What are the parameters of GDA?
The prior probabilities P(Ck) and Gaussian means μk of each class, and their common covariance matrix Σ.
In a 2-class classificiation problem, how is the prediction calculated by GDA?
P(C1|x) = σ(w.T * x + w0),
where w = Σ^-1 * (μ1 - μ2)
and w0 = -1/2 * μ1.T * Σ^-1 * μ1 + 1/2 * μ2.T * Σ^-1 * μ2 + ln(P(C1)/P(C2))
In a 2-class classificiation problem, what is the likelihood of the datapoint (x, t)?
[P(C1) * N(x|μ1, Σ)]^t * [P(C2) * N(x|μ2, Σ)]^(1-t)
What is the i.i.d. assumption?
All points of a dataset are independant and identically distributed.
How are learned the parameters of GDA?
By maximizing the likelihood function on the training set (i.e. the product of the likelihood of each training point).
What are the optimal values of P(Ck), μk and Σ using GDA and max. log. likelihood?
The optimal value of P(Ck) is the frequency of Ck in the training set.
The optimal value of μk is the x value averaged over all Ck training examples.
The optimal value of Σ is the weighted average of the covariance matrix of each class.
What is Quadratic Discriminant Analysis (QDA)?

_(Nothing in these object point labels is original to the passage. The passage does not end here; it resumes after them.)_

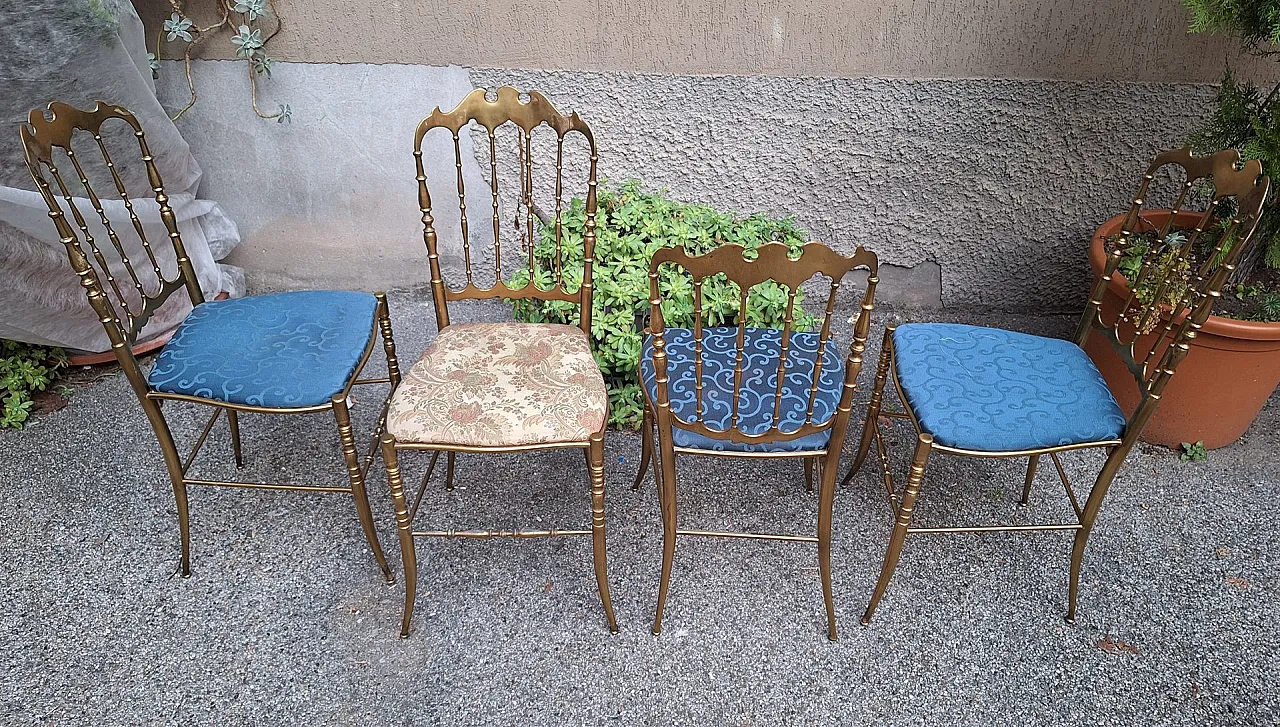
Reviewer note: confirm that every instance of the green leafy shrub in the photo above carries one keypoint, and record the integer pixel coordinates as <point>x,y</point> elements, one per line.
<point>631,225</point>
<point>24,369</point>
<point>1243,115</point>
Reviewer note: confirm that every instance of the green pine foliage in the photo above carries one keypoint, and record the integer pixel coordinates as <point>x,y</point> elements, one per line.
<point>631,225</point>
<point>24,369</point>
<point>1243,115</point>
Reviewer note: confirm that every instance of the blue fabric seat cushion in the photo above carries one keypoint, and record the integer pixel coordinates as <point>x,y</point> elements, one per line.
<point>762,353</point>
<point>997,391</point>
<point>280,351</point>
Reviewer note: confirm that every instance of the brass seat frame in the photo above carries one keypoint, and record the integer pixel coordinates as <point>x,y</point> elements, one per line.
<point>1175,328</point>
<point>528,115</point>
<point>772,263</point>
<point>131,305</point>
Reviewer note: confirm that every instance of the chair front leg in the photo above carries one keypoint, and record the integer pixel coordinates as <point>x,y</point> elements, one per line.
<point>173,462</point>
<point>1087,517</point>
<point>904,520</point>
<point>666,475</point>
<point>233,423</point>
<point>357,483</point>
<point>826,497</point>
<point>595,462</point>
<point>864,446</point>
<point>408,556</point>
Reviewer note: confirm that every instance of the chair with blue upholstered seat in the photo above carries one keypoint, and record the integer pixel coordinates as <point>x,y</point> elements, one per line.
<point>295,352</point>
<point>983,392</point>
<point>750,392</point>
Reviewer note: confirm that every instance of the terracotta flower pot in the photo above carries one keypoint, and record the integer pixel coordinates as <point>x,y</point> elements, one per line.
<point>1226,378</point>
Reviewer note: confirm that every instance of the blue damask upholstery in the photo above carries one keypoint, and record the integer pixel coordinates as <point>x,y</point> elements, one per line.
<point>763,348</point>
<point>997,391</point>
<point>279,351</point>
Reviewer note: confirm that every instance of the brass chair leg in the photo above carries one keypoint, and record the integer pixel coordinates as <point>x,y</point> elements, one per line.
<point>864,446</point>
<point>357,483</point>
<point>173,462</point>
<point>233,423</point>
<point>826,497</point>
<point>645,447</point>
<point>408,556</point>
<point>1031,476</point>
<point>904,519</point>
<point>595,461</point>
<point>666,472</point>
<point>1091,512</point>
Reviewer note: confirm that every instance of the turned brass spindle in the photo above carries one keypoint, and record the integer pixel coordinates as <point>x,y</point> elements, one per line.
<point>493,191</point>
<point>560,195</point>
<point>106,224</point>
<point>92,243</point>
<point>462,206</point>
<point>822,350</point>
<point>787,320</point>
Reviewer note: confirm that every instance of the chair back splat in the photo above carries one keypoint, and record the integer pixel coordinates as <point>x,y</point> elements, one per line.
<point>787,420</point>
<point>133,289</point>
<point>1224,197</point>
<point>547,282</point>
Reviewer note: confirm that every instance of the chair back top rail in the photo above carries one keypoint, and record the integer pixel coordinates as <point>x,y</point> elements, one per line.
<point>771,261</point>
<point>545,279</point>
<point>1160,310</point>
<point>126,305</point>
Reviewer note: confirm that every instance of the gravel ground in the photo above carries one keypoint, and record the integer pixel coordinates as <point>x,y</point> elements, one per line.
<point>287,620</point>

It’s like GDA but without making the assumption that all classes have the same covariance matrix.
What is the Naive Bayes (NB) assumption?
Features are conditionaly independant, given the class label, i.e. P(X|Ck) = P(X1, X2, … |Ck) ~= P(X1|Ck) * P(X2|Ck) * …
What are Probabilisitc Graphical Models (PGM)?
It’s a trade-off between GDA (where all features are considered dependent) and NB (where all features are considered independent): the dependencies of features are set according to a dependency graph.
What is Diagonal GDA (DGDA)?
It’s GDA, making the NB assumption (the covariance matrix is then diagonal).